Ему только что привезли из Амстердама сочинение голландского еврея Баруха Спинозы под названием «Этика». Князь зачитывался им. Удивительно, как церковь не сожгла этого еретика, хотя и крестившегося и сменившего имя на Бенедикт. Смелость его воззрений поражала и восхищала князя. Душа есть не что иное, как идея тела, утверждал Спиноза. У него Бог — не надмирный дух, а только сущность вещей. Бедняга, он был проклят своими единоверцами, вынужден был бежать из Амстердама и умер сорока пяти лет от чахотки.

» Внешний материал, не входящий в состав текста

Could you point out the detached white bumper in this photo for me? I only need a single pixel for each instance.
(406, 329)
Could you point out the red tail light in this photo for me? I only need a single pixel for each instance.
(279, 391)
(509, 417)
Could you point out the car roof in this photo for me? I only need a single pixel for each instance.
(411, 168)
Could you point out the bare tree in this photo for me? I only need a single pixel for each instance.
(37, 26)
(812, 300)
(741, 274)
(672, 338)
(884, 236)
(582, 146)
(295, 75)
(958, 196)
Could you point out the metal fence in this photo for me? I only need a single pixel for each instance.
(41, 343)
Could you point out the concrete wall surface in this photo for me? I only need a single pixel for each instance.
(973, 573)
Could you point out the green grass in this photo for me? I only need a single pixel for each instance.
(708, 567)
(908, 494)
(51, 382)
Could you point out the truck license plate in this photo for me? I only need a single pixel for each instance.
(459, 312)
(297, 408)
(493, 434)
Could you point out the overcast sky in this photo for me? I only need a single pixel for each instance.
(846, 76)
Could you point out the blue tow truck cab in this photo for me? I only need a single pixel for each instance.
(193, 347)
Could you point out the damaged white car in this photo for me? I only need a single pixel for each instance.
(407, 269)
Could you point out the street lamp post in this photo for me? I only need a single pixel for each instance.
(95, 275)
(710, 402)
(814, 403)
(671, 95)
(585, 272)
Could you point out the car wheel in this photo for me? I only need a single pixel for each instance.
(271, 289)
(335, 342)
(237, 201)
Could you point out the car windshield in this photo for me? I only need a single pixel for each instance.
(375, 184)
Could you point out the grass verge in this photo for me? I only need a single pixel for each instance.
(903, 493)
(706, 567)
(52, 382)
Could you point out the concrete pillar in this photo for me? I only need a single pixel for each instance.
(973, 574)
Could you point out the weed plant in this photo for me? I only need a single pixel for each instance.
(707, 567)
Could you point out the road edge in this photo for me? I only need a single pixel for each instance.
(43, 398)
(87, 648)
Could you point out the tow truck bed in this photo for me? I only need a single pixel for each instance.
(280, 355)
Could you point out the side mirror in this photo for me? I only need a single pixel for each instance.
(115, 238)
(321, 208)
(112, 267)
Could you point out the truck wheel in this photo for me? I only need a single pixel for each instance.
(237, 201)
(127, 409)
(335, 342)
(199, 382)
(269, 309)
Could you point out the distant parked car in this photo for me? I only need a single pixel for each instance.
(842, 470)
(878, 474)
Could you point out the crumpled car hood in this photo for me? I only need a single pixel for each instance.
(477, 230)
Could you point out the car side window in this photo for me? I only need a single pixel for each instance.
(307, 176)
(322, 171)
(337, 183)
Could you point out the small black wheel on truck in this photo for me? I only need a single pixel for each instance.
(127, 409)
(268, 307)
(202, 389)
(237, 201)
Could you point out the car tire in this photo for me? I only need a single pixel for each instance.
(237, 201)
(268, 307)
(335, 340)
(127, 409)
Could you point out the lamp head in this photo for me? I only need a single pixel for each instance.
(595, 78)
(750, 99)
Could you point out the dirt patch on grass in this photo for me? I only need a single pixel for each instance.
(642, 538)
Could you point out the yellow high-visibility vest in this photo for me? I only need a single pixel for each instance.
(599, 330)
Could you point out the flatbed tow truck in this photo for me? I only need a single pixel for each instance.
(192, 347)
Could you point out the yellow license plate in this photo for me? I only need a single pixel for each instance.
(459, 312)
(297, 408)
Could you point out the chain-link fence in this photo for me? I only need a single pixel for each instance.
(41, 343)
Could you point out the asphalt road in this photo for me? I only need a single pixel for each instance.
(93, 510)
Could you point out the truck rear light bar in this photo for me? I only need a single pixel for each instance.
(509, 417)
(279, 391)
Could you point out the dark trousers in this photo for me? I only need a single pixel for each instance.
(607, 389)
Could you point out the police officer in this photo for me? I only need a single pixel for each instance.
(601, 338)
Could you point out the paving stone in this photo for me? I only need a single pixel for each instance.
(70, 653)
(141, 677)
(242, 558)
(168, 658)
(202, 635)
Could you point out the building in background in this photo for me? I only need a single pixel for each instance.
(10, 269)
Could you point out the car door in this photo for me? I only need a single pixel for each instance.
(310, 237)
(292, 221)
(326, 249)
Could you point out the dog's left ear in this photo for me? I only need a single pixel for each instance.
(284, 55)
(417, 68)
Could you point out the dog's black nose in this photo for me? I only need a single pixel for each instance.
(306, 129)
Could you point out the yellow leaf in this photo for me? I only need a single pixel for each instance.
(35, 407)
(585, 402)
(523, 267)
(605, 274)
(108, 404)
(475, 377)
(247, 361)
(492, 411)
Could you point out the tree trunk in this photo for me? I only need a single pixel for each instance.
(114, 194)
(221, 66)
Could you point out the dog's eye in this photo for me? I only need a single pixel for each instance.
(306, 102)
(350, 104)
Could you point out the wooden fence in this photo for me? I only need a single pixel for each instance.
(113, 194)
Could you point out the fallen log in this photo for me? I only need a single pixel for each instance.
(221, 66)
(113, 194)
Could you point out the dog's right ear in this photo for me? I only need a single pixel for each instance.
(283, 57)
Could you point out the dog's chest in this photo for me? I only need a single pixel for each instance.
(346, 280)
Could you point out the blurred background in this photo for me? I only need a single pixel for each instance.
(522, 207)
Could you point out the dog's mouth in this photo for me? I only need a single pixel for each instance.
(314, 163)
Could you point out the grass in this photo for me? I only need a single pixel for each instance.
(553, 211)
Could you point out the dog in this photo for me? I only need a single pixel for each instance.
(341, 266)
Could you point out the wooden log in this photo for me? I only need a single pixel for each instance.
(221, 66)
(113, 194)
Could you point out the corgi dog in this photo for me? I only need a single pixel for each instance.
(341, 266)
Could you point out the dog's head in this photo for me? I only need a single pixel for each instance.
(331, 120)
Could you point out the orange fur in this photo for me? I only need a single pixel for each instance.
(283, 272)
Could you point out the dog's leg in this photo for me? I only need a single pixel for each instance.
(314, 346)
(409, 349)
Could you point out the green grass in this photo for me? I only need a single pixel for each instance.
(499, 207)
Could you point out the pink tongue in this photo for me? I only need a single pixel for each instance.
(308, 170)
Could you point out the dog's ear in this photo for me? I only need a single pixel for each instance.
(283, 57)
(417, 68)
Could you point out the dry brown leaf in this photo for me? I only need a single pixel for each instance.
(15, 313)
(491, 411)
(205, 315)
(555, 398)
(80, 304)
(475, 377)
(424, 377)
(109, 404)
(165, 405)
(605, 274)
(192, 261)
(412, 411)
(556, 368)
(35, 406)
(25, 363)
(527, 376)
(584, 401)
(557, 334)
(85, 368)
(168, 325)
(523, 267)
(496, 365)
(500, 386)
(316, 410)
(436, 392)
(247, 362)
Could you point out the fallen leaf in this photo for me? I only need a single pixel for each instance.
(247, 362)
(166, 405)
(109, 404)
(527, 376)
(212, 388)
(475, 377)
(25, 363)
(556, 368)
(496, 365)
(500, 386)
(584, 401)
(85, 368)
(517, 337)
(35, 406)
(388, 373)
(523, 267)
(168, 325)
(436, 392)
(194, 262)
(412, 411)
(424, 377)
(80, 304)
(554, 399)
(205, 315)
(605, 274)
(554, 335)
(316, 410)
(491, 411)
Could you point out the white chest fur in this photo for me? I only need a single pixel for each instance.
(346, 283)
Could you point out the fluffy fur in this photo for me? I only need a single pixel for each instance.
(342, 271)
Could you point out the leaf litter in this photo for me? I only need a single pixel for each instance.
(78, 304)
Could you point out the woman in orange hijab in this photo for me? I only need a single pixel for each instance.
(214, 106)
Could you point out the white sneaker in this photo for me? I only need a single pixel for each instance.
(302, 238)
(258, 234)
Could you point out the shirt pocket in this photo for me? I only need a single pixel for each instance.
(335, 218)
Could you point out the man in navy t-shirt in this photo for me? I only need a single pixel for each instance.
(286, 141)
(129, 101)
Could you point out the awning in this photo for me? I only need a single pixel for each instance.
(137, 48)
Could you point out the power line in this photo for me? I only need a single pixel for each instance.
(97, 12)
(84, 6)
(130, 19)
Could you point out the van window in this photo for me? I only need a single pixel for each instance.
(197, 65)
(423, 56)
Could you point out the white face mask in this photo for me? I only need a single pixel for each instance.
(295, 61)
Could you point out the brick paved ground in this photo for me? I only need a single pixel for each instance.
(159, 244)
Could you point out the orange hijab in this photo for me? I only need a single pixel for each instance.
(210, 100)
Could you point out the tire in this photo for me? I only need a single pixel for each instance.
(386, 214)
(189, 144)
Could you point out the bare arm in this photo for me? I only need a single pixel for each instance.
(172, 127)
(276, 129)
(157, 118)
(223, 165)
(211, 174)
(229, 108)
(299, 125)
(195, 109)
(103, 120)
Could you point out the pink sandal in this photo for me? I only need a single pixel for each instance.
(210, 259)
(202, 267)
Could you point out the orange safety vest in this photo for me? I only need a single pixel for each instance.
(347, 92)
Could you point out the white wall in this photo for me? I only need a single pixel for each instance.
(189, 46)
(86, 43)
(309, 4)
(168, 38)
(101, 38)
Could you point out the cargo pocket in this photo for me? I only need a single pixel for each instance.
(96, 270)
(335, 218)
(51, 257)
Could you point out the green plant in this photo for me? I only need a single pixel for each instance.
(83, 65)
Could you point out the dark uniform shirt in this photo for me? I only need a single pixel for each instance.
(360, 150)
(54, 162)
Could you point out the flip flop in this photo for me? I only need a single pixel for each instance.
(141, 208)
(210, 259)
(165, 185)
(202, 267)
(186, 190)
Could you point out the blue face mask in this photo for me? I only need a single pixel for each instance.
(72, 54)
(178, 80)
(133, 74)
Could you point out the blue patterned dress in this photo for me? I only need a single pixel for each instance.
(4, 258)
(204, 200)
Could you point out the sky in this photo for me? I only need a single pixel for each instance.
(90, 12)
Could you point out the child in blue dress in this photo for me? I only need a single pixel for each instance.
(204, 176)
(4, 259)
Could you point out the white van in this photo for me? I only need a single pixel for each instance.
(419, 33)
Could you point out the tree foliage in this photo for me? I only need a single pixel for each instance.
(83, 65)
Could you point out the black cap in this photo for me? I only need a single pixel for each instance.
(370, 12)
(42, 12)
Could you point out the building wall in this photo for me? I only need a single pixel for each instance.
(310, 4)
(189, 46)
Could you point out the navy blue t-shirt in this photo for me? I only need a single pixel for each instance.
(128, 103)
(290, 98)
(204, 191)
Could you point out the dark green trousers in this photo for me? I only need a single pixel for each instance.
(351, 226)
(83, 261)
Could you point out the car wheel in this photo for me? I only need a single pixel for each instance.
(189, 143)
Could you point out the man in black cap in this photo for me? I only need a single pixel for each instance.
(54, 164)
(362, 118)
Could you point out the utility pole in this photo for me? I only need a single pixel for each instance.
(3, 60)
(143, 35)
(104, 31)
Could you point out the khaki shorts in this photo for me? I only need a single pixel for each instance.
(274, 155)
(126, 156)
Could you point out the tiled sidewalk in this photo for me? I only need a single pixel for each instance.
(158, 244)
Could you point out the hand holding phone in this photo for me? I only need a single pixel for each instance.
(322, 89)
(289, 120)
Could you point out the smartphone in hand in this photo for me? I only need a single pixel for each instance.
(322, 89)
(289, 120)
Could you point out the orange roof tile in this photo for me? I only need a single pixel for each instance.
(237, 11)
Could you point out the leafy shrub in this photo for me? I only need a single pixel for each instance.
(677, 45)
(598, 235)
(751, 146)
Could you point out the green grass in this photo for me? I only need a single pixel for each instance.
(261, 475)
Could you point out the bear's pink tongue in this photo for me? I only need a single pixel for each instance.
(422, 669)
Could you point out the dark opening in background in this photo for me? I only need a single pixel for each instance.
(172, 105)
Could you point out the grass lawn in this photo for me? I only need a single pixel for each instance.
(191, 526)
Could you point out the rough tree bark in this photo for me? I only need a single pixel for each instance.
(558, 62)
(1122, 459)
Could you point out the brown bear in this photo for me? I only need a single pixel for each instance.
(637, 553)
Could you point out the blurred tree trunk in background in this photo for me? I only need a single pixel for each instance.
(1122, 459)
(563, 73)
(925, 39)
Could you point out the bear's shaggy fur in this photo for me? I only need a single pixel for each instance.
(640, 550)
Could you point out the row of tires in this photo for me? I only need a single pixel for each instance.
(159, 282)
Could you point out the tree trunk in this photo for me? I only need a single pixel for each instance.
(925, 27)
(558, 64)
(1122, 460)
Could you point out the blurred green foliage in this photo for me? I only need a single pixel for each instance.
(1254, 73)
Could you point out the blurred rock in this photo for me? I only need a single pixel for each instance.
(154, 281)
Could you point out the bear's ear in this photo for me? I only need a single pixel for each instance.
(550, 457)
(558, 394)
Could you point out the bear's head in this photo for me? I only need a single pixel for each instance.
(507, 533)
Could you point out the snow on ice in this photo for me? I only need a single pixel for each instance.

Его трактат, был, по-видимому, издан бесцензурно, в малом количестве, а потому князю Василию пришлось отвалить за него пять золотых. Но он не жалел об этом, как вообще не жалел тратиться на книги — рукописные и печатные. Истина стоила куда дороже. Ее несли мыслители, такие, как Спиноза и Декарт. «Я мыслю, следовательно, существую», — утверждал Декарт, ревностным последователем которого был Спиноза.
Их труды, напечатанные на классической латыни — языке науки, знания, равно и искусства, — и собирал князь Василий. Он превосходно владел этим языком, поражая своих ученых собеседников, в особенности же греков, приверженцев церковной схоластики. Де Невиль утверждал, что равного князю по учености и просвещенности в Московском государстве не было. Сейчас же он убедился, что и по смелости мысли никто с ним не мог сравниться.
— Вы, князь, — еретик, — выпалил он. — Когда-нибудь вас схватят и в лучшем случае заточат в узилище, а в худшем — отсекут голову.
— Вы, граф, не далеки от истины, — грустно молвил князь. — С уходом царевны Софьи с государственного горизонта паду и я — это неизбежно. Мне стало известно, что царь Петр решительно отвергает меня. А я, в свою очередь, не могу не видеть, что за ним — будущее России. Царь Иван, как вам наверно известно, слаб здоровьем и отправится в лучший из миров вслед за своими братьями. Отстранение царевны от власти — дело совсем недалекого будущего. Так что мне, по-видимому, придется искать прибежища в одном из королевств.
— Бог с вами, князь! — замахал руками де Невиль. — Кто в вашем отечестве может покуситься на его выдающегося сына?
— Я же вам сказал: царь Петр. Стоит ему войти в возраст и стать самодержавным властителем, как он тотчас ввергнет меня в опалу. Вот увидите.
— Этого не может быть никогда, — торжественно произнес граф. — Уверен, что мне не придется стать свидетелем вашей опалы.
— У нас говорят: пожалел волк кобылу — оставил хвост да гриву. А еще говорят: кто у двух господ, тот недолго живет, — с прежней унылостью проговорил князь. — Я попал меж двух жерновов, они меня и перемелют, — помяните мое слово.
— Но это будет жесточайшая несправедливость! — воскликнул де Невиль. — Больше того: величайшая глупость!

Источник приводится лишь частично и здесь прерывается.